La fureur et l’extase par Laurent Larcher
Ce grand reporter de guerre pour La Croix, Laurent Larcher a couvert bien des conflits, Mali, Côte d’Ivoire, Burundi, Kivu, Rwanda, Soudan, et même les Balkans. À combien de massacres, de violences sauvages a-t-il assisté, que l’instinct d’aucun animal sauvage n’aurait pu créer.
Laurent Larcher, grand reporter de guerre: “Il y a un “tueur” en nous !”
« Mais c’est l’Afrique ! » dit-on parfois. Laurent Larcher n’accepte pas ce mépris post-colonial ; il renvoie son lecteur à l’histoire passée et récente. Tant de massacres. À la Saint Barthélémy ou contre les Indiens, dans les camps de concentration, plus récemment au Cambodge, dans les Balkans ou en Irak, et au Moyen-Orient.
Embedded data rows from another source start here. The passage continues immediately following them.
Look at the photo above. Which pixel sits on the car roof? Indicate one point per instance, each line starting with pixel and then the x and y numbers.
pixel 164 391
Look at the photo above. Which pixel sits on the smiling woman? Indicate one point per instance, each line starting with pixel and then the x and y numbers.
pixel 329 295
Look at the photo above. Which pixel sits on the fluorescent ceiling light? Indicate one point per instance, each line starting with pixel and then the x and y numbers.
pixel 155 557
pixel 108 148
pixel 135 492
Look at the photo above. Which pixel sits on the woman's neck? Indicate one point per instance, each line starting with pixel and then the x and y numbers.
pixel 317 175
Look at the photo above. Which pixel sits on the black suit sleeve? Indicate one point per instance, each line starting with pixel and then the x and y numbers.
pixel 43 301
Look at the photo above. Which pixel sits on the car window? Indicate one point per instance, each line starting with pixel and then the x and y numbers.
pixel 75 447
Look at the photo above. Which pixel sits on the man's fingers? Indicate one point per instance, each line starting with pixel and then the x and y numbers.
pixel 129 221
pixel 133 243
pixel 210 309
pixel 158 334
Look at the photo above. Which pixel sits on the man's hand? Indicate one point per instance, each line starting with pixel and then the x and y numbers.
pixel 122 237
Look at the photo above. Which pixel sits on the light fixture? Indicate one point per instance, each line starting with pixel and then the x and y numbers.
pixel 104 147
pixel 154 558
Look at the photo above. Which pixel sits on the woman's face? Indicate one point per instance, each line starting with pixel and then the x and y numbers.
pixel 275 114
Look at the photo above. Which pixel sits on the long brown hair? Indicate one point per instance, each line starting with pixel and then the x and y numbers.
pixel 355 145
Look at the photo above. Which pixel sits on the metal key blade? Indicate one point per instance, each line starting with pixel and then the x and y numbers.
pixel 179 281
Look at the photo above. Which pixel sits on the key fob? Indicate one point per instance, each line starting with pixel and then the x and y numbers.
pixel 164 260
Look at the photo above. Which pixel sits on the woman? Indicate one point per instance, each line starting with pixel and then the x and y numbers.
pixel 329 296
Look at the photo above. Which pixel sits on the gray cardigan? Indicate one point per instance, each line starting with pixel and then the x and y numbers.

Ces exterminateurs n’étaient pas des monstres, ni des sauvages, mais des hommes et des femmes comme nous ! “Il y a un “tueur” en nous ! Oui, c’est vous et moi.”
C’est sur ce constat que Laurent Larcher décide à son retour du Rwanda de partir en Centrafrique pour se “lancer sur les ‘traces du tueur’ en l’homme. Le mettre en lumière et me mesurer à lui, m’y confronter, le débusquer. J’entrais en guerre en quelque sorte contre un nouvel ennemi : ‘le tueur en nous’.”
Par de courts récits nous le suivons en des lieux aussi divers que des barrages tenus par des groupes armés, des camps de réfugiés et autres camps militaires, évêchés, mosquées, missions, centres de santé, hôtels de journalistes.
Émergent des visages de femmes, enfants, hommes aux parcours improbables tenaillés entre faim, peur, haine, vengeance, mais aussi désir de paix, de réconciliation, de vie nouvelle. L’humain dans toute sa complexité.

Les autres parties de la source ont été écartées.